Best CS, Moffat VJ, Power MJ, Owens DG, Johnstone EC.
Source
Division of Psychiatry, University of Edinburgh, Royal Edinburgh Hospital, Kennedy Tower, Morningside Park, Edinburgh EH10 5HF, UK. [email protected]
Abstract
Theory of Mind, Weak Central Coherence and executive dysfunction, were investigated as a function of behavioural markers of autism. This was irrespective of the presence or absence of a diagnosis of an autistic spectrum disorder. Sixty young people completed the Social Communication Questionnaire (SCQ), false belief tests, the block design test, viewed visual illusions and an ambiguous figure. A logistic regression was performed and it was found that Theory of Mind, central coherence and ambiguous figure variables significantly contributed to prediction of behavioural markers of autism. These findings provide support for the continuum hypothesis of autism. That is, mild autistic behavioural traits are distributed through the population and these behavioural traits may have the same underlying cognitive determinants as autistic disorder.
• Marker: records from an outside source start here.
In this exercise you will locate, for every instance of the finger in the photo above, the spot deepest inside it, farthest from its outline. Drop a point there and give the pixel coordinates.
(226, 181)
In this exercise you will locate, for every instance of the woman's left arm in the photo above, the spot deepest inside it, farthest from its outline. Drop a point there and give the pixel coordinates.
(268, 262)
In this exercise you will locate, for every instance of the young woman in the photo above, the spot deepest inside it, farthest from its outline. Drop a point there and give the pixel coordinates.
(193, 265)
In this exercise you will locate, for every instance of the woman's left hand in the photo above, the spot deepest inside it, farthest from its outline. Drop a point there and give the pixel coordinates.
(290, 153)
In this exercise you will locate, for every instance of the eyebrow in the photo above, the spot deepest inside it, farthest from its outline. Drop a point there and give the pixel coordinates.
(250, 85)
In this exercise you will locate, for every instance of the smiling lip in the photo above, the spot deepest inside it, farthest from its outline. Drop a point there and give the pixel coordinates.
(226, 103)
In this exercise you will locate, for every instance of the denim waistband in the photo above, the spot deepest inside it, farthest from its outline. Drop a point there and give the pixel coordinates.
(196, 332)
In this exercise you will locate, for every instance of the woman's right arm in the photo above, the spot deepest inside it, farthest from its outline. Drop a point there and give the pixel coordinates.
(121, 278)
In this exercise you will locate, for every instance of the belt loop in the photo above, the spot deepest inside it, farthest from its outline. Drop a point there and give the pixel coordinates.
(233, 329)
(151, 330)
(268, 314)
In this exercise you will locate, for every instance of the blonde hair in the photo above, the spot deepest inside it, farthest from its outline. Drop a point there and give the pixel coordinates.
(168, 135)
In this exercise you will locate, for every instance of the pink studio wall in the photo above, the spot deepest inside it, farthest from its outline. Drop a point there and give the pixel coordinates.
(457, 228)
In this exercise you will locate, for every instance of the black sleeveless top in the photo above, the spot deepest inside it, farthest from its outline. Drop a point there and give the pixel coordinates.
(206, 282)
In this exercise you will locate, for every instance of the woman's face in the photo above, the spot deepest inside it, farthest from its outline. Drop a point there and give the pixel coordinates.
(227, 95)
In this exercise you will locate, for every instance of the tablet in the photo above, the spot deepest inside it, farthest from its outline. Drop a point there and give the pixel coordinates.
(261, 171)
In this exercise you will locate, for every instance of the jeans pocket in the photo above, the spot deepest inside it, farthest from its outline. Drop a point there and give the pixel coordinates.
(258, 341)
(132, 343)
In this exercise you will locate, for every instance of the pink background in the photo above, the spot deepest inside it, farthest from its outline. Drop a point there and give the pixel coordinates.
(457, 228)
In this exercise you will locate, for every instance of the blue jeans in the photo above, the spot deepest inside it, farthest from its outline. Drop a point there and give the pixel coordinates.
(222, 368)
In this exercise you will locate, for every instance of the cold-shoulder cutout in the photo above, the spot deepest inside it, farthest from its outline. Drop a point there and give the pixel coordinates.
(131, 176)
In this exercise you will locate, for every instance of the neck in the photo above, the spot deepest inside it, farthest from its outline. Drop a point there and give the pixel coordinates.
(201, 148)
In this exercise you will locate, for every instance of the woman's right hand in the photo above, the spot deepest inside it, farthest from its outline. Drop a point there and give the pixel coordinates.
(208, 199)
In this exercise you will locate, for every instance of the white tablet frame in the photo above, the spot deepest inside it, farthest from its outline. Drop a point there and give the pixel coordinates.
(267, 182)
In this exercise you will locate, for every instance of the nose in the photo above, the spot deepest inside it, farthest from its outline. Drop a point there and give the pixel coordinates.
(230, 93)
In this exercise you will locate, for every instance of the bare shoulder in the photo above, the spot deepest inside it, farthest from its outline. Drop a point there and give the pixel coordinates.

Aka Tue 05-Nov-13 22:28:15

Never-the-less I'd still be tempted to 'get out the bleach' !

redblue Thu 07-Nov-13 10:11:13

gratefulgran54 - i maybe shouldnt be posting on here as I am a 42 year old working mum with a 4 yr girl and a 3 yr boy. my husband and i both work
I saw your post in particular of Sun 03-Nov-13 15:09:40 and just wanted to say how lucky your son and daughter in law are to have you. I spend loads of my time cleaning usually late into the night after my two have gone to bed, my husband sometimes gets up for a drink of water and finds me with the marigolds on somewhere. Sometimes i do it out of stress (weird kind of therapy) but mainly it is because i couldnt bear the idea of someone saying that because i work full time my house is not right. Plus the fact that my mum in the 70s was never that bothered about housework and as a child i was too ashamed to invite my friends over because i knew they wouldn't understand like me and my 3 siblings did how our house worked (i.e not very homely)
Anyway the point is this - i think you really help a lot to babysit for your son and he must be very grateful (i would be). The only thing i could suggest is either say nothing or suggest the children come to your house instead (if you live near enough?) or if it is appropriate and you have that kind of relationship with him have a one to one conversation with your son saying "can i help in any other way" (eg if you can afford it a birthday gift of a bit of cash for them to get an occasional cleaner? - i know having a cleaner is a massive luxury (I don't have one only in my dreams!) but maybe a one off blizt for them at christmas or something if your son actively supports it - might go down well)

redblue Thu 07-Nov-13 10:14:39

Also gratefulgran54 I have just read your post of Sun 03-Nov-13 18:45:40
you are such a massive bonus to this family I cannot tell you how much

Stansgran Thu 07-Nov-13 20:25:02

That is lovely of you. I think your MIL and DM must love you loads.